Weaver, refugee, designer, poet, teacher, entrepreneur, immigrant, innovator:  Trude Guermonprez.  Along with contemporaries Anni Albers, Dorothy Liebes and Marianne Strengell, Guermonprez was in the vanguard of the American modernist weaving movement, producing both functional and decorative textiles, and experimenting with industrial synthetic fibers. Co-founder of the Pond Farm Workshops, Guermonprez is most remembered for her novel three-dimensional fiber “space hangings” and poetic wall tapestries. Through Pond Farm, Guermonprez received numerous architectural commissions, including three ark curtains, or parochet, for newly-built synagogues, structures that reflected the broader modernist architectural spirit in post-World War II America.

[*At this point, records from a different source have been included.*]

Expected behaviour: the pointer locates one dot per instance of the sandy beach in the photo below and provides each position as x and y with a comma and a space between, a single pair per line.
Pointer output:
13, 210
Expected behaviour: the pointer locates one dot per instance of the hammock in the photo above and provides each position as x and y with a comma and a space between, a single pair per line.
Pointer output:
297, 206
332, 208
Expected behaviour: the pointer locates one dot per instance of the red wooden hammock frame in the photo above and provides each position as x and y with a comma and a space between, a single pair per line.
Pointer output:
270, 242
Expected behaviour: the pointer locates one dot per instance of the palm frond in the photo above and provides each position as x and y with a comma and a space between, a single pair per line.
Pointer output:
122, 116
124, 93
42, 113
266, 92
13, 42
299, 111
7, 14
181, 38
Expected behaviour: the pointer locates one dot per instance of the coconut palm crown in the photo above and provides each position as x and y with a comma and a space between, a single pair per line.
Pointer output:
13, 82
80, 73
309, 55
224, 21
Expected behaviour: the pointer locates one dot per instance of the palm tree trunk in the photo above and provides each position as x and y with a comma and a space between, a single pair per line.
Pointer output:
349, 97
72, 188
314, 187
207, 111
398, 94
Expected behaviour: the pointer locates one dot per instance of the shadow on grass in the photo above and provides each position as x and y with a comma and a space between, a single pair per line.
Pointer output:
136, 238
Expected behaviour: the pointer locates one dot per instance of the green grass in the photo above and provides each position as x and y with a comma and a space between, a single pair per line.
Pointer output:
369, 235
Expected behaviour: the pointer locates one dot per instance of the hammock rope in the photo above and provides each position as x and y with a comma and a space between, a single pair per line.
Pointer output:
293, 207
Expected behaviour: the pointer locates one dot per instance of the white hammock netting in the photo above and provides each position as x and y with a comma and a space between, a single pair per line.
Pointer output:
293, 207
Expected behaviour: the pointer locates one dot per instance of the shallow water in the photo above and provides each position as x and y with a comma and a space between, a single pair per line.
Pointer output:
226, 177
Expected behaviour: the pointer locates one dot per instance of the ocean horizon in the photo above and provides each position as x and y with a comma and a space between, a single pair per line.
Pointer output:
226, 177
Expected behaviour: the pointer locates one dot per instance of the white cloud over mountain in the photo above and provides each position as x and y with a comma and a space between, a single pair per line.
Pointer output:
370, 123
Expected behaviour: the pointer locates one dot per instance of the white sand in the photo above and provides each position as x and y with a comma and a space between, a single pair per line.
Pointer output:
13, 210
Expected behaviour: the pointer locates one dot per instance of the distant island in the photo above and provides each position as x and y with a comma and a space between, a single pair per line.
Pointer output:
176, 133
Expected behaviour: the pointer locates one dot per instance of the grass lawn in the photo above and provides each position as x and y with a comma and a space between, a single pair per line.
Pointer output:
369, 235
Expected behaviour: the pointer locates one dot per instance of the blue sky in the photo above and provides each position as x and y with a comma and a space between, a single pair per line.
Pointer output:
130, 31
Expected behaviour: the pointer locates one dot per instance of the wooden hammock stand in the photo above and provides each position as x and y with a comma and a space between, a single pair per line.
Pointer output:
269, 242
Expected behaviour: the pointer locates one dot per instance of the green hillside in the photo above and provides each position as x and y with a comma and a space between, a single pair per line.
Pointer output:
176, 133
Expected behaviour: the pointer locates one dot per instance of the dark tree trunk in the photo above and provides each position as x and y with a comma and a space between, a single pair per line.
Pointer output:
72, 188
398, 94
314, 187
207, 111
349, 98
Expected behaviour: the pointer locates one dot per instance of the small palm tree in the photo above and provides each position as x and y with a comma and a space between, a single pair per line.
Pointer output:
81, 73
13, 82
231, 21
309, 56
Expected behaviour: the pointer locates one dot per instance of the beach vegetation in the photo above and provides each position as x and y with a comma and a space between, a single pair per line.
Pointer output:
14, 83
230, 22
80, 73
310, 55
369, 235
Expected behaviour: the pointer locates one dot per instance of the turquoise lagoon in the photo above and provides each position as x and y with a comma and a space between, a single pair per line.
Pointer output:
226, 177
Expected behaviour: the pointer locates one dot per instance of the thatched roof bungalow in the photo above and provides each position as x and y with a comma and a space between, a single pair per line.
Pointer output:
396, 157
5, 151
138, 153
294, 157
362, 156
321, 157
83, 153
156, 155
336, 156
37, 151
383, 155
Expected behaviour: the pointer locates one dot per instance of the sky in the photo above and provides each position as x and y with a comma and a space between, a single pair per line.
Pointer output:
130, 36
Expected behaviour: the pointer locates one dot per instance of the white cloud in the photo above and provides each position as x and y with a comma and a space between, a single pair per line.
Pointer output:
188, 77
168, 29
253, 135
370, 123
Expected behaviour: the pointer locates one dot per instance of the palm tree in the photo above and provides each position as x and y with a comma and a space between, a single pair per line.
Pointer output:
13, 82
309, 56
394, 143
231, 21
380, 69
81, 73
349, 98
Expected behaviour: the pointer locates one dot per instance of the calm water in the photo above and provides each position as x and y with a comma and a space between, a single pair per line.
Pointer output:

Claude Stoller, architect of the Rodef Shalom (Keepers of Peace) synagogue in San Rafael, California, said he had always had Trude Guermonprez in mind for the ark curtains, and gave her free artistic reign. Devoid of icons and letters, the curtains were non-objective, a Bauhaus-inspired, geometric design of polychrome squares.The concentration of yellow, pink, orange and purple squares at the top dispersed as the eye lowered, giving way to a tranquil, tonal shimmering cloth of white and gold. Guermonprez advocated that the eye needed a place to rest. The tapestries embodied both the historical ritual of protecting the Torah, and the artistic and religious freedom of the new world. Deviating from the old-world practice in which female members of the congregation together embroidered the ark curtains, Guermonprez hand-wove the parochet, merging a traditional plain-weave technique with an experimental synthetic metallic yarn. No longer extant, this trial is all that remains of the commission, along with a drawing also in the Museum’s collection. Rodef Shalom was a progressive endeavor, each artisan hand-selected by Stoller, and linked in some way to Guermonprez herself:  Bella Feldman (copper menorah), Ann Knorr (burning bush stained glass), Jane Slater Marquis (stained glass panels representing the twelve tribes of Israel), Victor Ries, co-founder of Pond Farm Workshops, (the bronze olive branch), and Edith Heath (triangular floor tiles in the entry).